Sejumlah aktivis yang tergabung dalam Solidaritas Korban Pelanggaran Hak Asasi Manusia (SKP HAM) Papua melakukan aksi demonstrasi di Abepura, Jayapura, Provinsi Papua, Kamis (8/10).
Para aktivis ini hendak mendatangi Kantor Majelis Rakyat Papua (MRP) untuk menyuarakan penyelesaian sejumlah kasus dugaan pelanggaran HAM di Papua seperti kasus penembakan di Paniai dan Timika.

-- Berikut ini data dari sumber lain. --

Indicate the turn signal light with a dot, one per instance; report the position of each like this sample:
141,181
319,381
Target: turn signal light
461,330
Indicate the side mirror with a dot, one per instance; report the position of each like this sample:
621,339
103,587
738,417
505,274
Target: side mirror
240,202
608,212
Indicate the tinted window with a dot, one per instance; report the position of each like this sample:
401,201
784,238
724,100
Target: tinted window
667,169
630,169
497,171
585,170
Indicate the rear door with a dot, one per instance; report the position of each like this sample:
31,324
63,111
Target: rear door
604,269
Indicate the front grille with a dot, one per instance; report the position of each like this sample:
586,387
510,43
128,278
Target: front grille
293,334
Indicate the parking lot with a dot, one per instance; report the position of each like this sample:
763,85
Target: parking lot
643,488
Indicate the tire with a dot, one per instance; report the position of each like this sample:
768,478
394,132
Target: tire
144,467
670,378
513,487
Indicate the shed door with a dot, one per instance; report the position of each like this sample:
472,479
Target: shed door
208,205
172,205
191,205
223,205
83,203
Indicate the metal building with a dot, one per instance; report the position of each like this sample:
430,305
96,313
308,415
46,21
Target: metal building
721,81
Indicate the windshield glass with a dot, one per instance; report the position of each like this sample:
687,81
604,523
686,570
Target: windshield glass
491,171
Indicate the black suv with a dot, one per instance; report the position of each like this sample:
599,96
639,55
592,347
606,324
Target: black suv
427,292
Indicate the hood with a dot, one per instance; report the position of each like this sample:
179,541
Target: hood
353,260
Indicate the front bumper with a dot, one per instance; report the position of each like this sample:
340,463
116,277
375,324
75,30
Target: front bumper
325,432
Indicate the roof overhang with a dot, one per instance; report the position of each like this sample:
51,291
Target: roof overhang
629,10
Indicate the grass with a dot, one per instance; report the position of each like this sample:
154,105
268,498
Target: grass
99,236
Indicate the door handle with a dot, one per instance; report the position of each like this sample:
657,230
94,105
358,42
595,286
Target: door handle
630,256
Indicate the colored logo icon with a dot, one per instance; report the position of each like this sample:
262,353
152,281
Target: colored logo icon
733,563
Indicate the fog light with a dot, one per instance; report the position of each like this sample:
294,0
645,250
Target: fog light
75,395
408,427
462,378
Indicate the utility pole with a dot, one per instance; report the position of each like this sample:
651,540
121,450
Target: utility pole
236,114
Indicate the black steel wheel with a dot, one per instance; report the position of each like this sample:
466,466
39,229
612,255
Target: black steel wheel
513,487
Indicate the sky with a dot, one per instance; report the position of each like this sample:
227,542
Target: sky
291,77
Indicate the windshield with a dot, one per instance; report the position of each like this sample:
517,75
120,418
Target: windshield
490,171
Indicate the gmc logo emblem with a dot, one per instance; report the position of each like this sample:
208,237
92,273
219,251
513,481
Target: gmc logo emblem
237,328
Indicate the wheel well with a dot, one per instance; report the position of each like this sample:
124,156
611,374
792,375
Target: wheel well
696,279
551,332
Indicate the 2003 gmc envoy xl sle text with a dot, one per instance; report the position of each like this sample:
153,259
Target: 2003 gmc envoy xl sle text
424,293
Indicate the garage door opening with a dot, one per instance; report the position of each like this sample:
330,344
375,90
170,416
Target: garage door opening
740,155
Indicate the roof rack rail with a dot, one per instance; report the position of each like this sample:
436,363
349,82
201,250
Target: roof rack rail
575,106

Namun, massa aksi yang tergabung dari SKP HAM seperti aktivis Kontras Papua, Bicara Untuk Kebenaran (BUK), PMKRI (Perhimpunan Mahasiswa Katolik Republik Indonesia), Gerakan Mahasiswa Kristen Indonesia (GMKI), Pemuda Katolik, dan perwakilan Dewan Adat Papua terlebih dahulu dihadang aparat Polresta. Tidak hanya dihadang, aparat kepolisian juga menangkap sebagian aktivis ini termasuk beberapa bruder dan frater (calon imam Katolik).
Aksi penghadangan dan penangkapan aktivis oleh aparat kepolisian itu disampaikan Ketua Dewan Adat Paniai sekaligus anggota SKP HAM Papua, John Gobai, seperti dilansisr kepada JPNN.com dari Jayapura, Propinsi Papua, Kamis (8/10) malam.
“Kami belum sempat bergerak ke Kantor MRP (Majelis Rakyat Papua di Jayapura, Papua) keburu dihadang dan ditangkap. Sebagian aktivis juga dipukul oleh aparat kepolisian,” kata John Gobai.
John Gobai menuturkan, rencana demo sebenarnya dimulai pukul 13.00 WIT, dengan titik start dari Padang Bulan, Distrik Abepura, Jayapura yang berada di depan Kantor Pos Abepura dan Gereja Katolik Abepura, Jayapura.
“Kami baru mulai bergerak (orasi dan demo, red) sudah dihadang dan dibubarkan, bahkan ditangkap aparat kepolisian,” kata John.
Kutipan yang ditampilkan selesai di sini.